Reporters Without Borders (RSF) urges Beijing to free three defenders of press freedom who have been detained in Chinese black prisons since April 19 for reposting censored news articles on an open-source website.
On April 19th, three defenders of press freedom, 27-year-old Cai Wei, 30-year-old Tang, and 27-year-old Chen Mei, were arrested for reposting on the open-source platform GitHub news articles and interviews, including some related to the COVID-19 pandemic. The trio were involved in Terminus2049, a crowd-source online project started in 2018, which aims at overcoming the regime’s censorship by preserving censored news content.
Cai Wei and Tang, graduates of Tsinghua and Beijing Universities respectively, and Chen Mei, who obtained a degree from South China Agricultural University, are being kept under “residential surveillance in a designated location (RSDL)”, a term that refers to China’s “black prisons”, under the vague accusation of “picking quarrels and provoking trouble”.

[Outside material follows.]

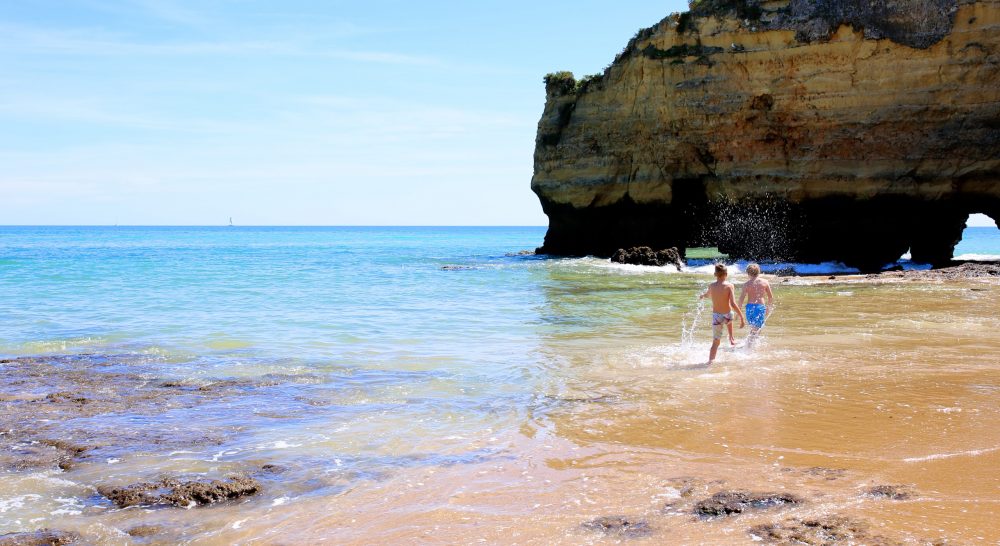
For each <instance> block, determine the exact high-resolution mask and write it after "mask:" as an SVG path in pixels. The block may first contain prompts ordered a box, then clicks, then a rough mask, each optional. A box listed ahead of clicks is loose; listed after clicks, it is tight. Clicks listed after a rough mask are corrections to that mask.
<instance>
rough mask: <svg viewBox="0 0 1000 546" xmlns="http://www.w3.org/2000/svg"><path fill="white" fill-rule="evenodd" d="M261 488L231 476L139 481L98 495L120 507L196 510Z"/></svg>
mask: <svg viewBox="0 0 1000 546" xmlns="http://www.w3.org/2000/svg"><path fill="white" fill-rule="evenodd" d="M260 489H261V486H260V483H259V482H258V481H257V480H255V479H253V478H250V477H248V476H231V477H229V478H227V479H226V480H224V481H223V480H191V481H180V480H177V479H174V478H163V479H162V480H160V481H158V482H140V483H134V484H132V485H129V486H126V487H106V486H100V487H98V488H97V492H98V493H100V494H101V495H103V496H104V497H106V498H107V499H108V500H110V501H111V502H113V503H114V504H115V505H116V506H118V507H119V508H128V507H130V506H147V505H154V504H172V505H174V506H183V507H193V506H199V505H205V504H214V503H217V502H222V501H226V500H232V499H236V498H240V497H245V496H247V495H253V494H255V493H257V492H259V491H260Z"/></svg>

“Helping the public access censored information that could be potentially life-saving is not a crime,” said Cédric Alviani, RSF East Asia bureau head, who urged the Chinese regime to “immediately set them free.”
Since the beginning of the COVID-19 crisis, Chinese authorities have been doing everything they can to impose their narrative on the coronavirus, including blocking the circulation of information in China, denigrating foreign media outlets that criticize Beijing’s handling of the coronavirus outbreak, and spreading false information.
China, 177th out of 180 countries in RSF’s 2020 World Press Freedom Index, is the world’s worst jailer of journalists with at least 112 of them behind bars.